La coppia in piedi su una pietra chiara: le due perle sotto le calotte di rami

Collezione Creazioni in Argento·Orecchini

Orecchini pendenti in argento a calotta di rami con perla barocca d'acqua dolce da 20 mm

Venti millimetri di perla barocca sotto una calotta di rami d'argento, e nemmeno le due della coppia hanno lo stesso profilo.

€220,00 ODD2mar

Disegnato e costruito a mano al banco, a Tosi.

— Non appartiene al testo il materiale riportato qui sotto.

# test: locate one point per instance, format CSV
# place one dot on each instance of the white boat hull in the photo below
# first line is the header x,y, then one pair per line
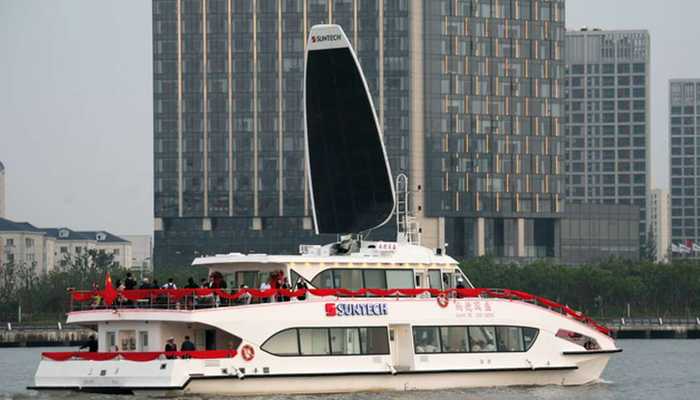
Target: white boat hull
x,y
191,376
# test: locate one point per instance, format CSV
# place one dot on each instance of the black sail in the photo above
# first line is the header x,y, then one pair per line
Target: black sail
x,y
351,185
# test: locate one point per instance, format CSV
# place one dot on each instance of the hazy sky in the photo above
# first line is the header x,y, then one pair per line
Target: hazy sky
x,y
76,105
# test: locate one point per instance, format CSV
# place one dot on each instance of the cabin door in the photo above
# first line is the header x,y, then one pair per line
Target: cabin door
x,y
421,279
401,347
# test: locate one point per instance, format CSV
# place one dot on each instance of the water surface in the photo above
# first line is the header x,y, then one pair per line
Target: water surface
x,y
647,369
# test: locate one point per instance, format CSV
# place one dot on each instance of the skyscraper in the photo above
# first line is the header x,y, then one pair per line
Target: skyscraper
x,y
2,191
608,118
684,125
660,223
468,93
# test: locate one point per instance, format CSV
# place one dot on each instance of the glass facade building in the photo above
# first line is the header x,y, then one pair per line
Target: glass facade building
x,y
608,119
684,125
469,94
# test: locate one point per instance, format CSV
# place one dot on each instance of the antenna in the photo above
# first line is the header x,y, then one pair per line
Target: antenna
x,y
406,225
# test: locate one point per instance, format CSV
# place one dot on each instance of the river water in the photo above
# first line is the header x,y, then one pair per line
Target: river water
x,y
647,369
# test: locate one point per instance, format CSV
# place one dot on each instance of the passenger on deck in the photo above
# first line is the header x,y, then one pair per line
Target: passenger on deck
x,y
460,285
91,344
170,346
245,297
145,284
129,282
285,285
265,285
301,284
170,284
187,345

Sotto il gancio pende una perla bianca che non è tonda: il corpo si gonfia in basso, si stringe verso l'alto e lungo il profilo porta dossi e pieghe che da un orecchino all'altro non si ripetono. Sopra la perla, calata sulla sua sommità come una mano, sta una calotta d'argento fatta di rami sottili e tondi in sezione, che si dividono, si incrociano e si sovrappongono; le punte arrotondate scendono oltre il bordo della calotta e si appoggiano sulle spalle della perla, ed è quello che la tiene ferma. Fra un ramo e l'altro l'argento è stato scurito quasi al nero e solo le creste sono state rilucidate: il buio dietro fa sembrare l'intreccio più fitto di quanto sia, e stacca il bianco della perla dal metallo. In alto i rami si raccolgono, si stringono in un gambo solo e diventano il gancio a monachella, che si assottiglia a punta e passa dietro il lobo. In fondo alla perla si vede la pallina d'argento che chiude il perno passante.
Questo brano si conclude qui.